Once Ball was known to be dead, a memorial service was held at St Mary's Church in Nottingham, and many people paid tribute to the young flier. Nottingham City Council decided to open a subscription fund to provide a memorial. It was not long before there was enough money to commission a statue by the sculptor Henry Poole, which was unveiled in the grounds of Nottingham Castle on 8 September, 1921, by Air Marshal Trenchard. The Castle Museum now holds a special display of Ball's complete medals and paintings, photographs of him, and other items including a pair of his flying gloves, his wristwatch, a bullet-holed windscreen from an SE5 and, somewhat poignantly, the German message container dropped over 56 Squadron's airfield to say Ball had died in combat. He was posthumously awarded the Victoria Cross on 8 June, 1917, with the London Gazette recording his achievement:

For the award of the Victoria Cross. Missions over France, 25 April to 6 May 1917,
T / captain Albert Ball, 7th Bn, Sherwood Foresters - Royal Flying Corps.

For most conspicuous and consistent bravery from 25 April to 6 May, 1917, during which period captain Ball took part in 26 combats in the course of which he destroyed 11 hostile aircraft, brought down two out of control and forced several others to land.

In these combats captain Ball, flying alone, on one occasion fought six hostile machines, twice he fought five and once four. When leading two other British aeroplanes he attacked an enemy formation of eight. On each of these occasions he brought down at least one enemy.

Several times his aeroplane was badly damaged, once so seriously that but for the most delicate handling his machine would have collapsed, as nearly all the control wires had been shot away. On returning with a damaged machine he had always to be restrained from immediately going out in another.

In all, captain Ball has destroyed 43 German aeroplanes and one balloon, and has always displayed most exceptional courage, determination and skill.

Ball's parents received his Victoria Cross from King George V on 22 July, 1917.

His mother was unable to speak of his demise up until her own death in 1931. His father, Sir Albert (knighted for his works with industry and charity), later purchased the land where Ball was buried at Annoeulin, and his grave remains the only one for an allied serviceman in that cemetery.

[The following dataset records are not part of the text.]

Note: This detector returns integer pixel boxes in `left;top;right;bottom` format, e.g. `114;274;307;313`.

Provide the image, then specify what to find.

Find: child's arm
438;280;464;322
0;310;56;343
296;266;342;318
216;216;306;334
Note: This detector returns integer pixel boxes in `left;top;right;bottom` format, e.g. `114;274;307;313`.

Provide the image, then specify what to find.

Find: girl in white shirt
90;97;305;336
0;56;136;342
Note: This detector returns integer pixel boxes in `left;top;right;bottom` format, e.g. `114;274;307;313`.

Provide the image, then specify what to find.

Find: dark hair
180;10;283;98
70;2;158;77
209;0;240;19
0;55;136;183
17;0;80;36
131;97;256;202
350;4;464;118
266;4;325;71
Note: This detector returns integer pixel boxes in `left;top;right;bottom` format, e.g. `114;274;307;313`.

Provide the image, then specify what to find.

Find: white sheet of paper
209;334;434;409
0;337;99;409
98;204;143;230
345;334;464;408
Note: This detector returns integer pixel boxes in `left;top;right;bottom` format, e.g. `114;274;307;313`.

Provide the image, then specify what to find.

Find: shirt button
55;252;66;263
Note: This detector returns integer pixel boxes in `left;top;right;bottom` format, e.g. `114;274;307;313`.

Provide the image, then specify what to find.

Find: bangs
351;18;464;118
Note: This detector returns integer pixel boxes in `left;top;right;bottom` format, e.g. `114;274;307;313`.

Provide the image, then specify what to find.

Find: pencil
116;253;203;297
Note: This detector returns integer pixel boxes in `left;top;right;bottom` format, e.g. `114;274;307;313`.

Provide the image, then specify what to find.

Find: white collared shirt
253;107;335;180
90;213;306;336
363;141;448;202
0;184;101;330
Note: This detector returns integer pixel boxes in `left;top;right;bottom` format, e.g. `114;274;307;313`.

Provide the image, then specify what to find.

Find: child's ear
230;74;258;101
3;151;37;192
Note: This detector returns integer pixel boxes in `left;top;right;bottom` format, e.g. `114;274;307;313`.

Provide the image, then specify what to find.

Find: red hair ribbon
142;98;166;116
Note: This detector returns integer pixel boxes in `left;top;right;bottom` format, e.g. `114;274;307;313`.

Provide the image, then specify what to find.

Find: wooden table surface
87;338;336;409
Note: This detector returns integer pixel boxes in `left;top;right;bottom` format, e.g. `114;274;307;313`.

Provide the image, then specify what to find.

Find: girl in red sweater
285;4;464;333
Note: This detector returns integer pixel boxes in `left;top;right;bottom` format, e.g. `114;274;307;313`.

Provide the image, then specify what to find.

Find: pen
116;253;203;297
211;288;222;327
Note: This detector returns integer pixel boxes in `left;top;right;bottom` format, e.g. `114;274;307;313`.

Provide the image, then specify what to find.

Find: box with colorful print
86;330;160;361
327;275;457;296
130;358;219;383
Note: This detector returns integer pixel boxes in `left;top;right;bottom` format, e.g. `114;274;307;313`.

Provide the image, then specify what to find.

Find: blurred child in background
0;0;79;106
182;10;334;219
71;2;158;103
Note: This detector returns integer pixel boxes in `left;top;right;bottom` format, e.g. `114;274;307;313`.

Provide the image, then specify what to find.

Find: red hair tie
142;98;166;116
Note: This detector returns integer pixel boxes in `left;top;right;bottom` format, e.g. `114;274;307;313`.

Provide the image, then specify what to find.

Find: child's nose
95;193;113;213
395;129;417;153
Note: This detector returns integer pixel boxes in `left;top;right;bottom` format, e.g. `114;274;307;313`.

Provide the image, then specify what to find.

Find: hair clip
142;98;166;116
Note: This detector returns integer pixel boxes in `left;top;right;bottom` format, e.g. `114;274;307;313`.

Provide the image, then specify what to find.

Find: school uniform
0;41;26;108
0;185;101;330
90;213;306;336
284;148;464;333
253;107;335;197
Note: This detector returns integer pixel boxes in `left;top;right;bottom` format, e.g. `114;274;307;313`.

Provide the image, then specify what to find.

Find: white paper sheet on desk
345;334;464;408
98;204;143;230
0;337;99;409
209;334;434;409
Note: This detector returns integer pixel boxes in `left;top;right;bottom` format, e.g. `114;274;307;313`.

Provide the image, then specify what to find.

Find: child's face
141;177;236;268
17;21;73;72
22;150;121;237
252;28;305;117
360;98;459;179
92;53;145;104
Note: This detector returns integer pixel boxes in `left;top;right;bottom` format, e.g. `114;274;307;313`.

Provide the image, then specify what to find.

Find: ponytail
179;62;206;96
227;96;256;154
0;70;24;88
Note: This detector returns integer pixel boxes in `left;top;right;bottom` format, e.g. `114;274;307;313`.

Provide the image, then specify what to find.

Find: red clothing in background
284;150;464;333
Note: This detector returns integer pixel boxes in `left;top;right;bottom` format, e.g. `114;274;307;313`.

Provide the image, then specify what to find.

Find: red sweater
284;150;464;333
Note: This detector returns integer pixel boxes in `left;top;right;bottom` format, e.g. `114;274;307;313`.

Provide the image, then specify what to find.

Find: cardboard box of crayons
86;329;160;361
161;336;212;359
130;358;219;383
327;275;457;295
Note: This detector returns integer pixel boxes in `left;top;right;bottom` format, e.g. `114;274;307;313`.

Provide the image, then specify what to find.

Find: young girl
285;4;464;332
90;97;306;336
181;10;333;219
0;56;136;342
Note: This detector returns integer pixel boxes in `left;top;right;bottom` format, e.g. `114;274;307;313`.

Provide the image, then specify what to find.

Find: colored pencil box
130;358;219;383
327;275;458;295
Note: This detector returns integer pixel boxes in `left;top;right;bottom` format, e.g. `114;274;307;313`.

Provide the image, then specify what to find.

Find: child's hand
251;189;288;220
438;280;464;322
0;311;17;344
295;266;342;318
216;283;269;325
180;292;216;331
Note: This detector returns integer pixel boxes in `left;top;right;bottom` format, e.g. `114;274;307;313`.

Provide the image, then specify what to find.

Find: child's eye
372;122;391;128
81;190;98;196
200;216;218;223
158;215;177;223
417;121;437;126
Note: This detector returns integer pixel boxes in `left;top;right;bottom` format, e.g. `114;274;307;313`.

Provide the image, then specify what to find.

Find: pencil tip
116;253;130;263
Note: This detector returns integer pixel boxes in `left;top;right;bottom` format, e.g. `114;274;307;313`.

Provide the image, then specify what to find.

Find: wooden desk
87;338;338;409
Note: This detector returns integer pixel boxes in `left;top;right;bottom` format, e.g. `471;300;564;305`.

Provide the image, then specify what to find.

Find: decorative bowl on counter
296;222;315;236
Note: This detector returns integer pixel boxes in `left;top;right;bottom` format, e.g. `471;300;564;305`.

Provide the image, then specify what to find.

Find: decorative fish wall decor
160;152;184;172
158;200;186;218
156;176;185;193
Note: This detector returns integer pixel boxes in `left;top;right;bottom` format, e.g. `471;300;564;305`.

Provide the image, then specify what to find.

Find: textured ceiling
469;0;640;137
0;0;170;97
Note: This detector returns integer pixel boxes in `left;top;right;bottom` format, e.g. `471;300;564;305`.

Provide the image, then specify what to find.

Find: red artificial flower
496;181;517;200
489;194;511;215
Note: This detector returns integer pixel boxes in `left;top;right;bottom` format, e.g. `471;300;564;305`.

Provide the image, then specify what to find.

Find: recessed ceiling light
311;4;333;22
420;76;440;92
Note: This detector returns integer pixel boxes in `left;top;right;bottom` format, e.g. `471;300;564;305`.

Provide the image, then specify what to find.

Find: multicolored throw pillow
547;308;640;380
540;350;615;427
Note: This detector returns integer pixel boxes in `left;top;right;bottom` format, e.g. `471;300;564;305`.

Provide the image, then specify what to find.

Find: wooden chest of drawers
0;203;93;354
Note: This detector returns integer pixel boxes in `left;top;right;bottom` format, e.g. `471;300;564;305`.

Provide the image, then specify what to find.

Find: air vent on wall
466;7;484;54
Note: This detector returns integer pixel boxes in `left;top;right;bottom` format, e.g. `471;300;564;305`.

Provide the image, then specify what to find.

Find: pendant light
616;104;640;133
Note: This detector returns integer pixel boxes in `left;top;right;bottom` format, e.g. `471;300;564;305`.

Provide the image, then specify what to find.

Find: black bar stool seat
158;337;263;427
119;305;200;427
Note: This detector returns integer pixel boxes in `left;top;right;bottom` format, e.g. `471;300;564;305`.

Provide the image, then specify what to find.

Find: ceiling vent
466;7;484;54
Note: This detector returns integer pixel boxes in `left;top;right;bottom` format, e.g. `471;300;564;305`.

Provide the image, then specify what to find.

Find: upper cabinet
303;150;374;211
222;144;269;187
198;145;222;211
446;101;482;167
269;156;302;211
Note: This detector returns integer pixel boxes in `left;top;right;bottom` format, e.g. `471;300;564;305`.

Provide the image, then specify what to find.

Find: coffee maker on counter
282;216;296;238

To this day it is still tended by relatives of Cecille Deloffre, a young Frenchwoman who ran to Ball's aid in his final moments.

His loss was a great one; but the splendid spirit which he typified and did so much to foster lives after him. The record of his deeds will ever stir the pride and admiration of his countrymen and act as an example and incentive to those who have taken up his work.
- Field Marshal Sir Douglas Haig
1Ball did not always count aircraft that had been 'forced down', 'crashed', or even shot down. Rumour had it that he may have been responsible for more than 70 victories.2'Through struggle to the stars' - translated from the Latin; the motto of the Royal Air Force.3Three victories in a row.4Albert Ball Sr had shares in the firm.5The 'Red Baron'.6Aerial combat between two or more aircraft.7Although a head wound was mentioned in some reports.